On top of caring for patients and helping them battle illnesses, nowadays, healthcare professionals have one additional task on their already lengthy daily to-do lists: contend with cybercriminals. In this article, we dive into one of the most prevalent cyberattacks that target healthcare workers — phishing — and some helpful tips on identifying and thwarting phishing attacks to keep employee and patient data safe.
Phishing attacks targeting healthcare workers and organizations
What is phishing?
Phishing is a kind of social engineering attack that attempts to trick people into giving away their sensitive data, such as their banking information, email or system login credentials, or other personally identifiable information (PII).
Phishing attacks are usually done via email, messages, or phone calls, and leverage human error, fraudulent stories, and manipulation techniques. In this kind of attack, malicious actors pretend to be someone the victim deems to be reputable or trustworthy, prompting the victim to share sensitive information unwittingly by clicking on malicious links leading to fraudulent websites or by unknowingly downloading credential-stealing malware on their machines.
Unfortunately, phishing attacks can lead to other cybercrimes, such as identity theft, data breaches, and ransomware attacks. These cybercrimes can cause great damage to businesses including business disruption, financial loss, and reputational damage.
Noteworthy phishing attacks in the healthcare sector
A phishing attack that targeted the employees of Presbyterian Healthcare Services caused the exposure of the personal information of 183,000 patients and health plan members in 2019. The employees who fell for the monthlong phishing scheme unwittingly gave malicious actors access to their email accounts and the information of patients and health plan members, including their full names, dates of birth, Social Security numbers, and clinical/health plan data.
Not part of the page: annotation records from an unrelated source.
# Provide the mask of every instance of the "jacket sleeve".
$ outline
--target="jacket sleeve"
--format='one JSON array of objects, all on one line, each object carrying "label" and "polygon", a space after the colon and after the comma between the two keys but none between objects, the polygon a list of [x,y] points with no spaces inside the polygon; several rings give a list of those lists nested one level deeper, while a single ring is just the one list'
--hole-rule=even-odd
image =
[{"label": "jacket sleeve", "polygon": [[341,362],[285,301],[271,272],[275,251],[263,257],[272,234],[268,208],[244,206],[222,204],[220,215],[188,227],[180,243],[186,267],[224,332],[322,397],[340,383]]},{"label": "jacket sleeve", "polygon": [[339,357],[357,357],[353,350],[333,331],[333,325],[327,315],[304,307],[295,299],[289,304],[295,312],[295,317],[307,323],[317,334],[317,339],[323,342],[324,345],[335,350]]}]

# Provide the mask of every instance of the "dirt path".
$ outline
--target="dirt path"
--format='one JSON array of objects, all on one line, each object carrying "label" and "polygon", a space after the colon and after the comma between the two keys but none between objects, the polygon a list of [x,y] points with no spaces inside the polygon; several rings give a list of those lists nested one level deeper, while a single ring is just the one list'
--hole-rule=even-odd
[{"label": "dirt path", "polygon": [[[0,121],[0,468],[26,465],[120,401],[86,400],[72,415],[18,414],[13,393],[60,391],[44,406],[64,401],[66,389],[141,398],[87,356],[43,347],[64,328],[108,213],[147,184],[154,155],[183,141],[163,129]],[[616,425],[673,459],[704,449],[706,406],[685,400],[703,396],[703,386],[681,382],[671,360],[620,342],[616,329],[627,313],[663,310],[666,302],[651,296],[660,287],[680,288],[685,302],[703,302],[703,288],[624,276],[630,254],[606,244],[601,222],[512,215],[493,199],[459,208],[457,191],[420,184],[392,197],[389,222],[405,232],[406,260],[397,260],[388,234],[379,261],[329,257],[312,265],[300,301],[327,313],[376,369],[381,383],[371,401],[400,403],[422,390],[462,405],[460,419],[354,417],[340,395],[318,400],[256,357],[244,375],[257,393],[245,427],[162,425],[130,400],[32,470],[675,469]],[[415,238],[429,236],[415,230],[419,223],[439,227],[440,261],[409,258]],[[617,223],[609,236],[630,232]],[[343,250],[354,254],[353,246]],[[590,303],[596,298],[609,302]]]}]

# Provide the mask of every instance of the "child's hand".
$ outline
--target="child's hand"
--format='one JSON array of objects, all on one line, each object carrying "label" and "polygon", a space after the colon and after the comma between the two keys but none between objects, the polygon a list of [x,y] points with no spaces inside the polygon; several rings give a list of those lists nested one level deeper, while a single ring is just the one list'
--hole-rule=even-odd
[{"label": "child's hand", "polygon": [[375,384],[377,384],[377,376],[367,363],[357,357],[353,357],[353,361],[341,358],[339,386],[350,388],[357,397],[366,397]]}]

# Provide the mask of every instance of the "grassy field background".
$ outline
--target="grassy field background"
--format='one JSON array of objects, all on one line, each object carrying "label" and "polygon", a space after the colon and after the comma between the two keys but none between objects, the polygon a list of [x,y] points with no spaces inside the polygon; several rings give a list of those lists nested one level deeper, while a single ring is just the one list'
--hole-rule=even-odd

In 2022, the Department of Health and Human Services Cybersecurity Coordination Center Alert warned healthcare providers that cybercriminals were targeting them in a widespread phishing campaign. Threat actors send phishing emails with a malicious link that leads to a fake Evernote webpage to steal sensitive credentials.
The phishing email is specifically crafted to capture the attention of healthcare organizations and workers, including a personalized email subject that includes the organization’s name and the phrase “business review.” In the email body, malicious actors included a malicious link that when clicked, leads the victim to a fake Evernote webpage. On the fake webpage, the victim is instructed to download a malicious HTML file, which is actually a phishing malware that includes a JavaScript code that steals credentials for Outlook, IONOS, AOL, and other platforms.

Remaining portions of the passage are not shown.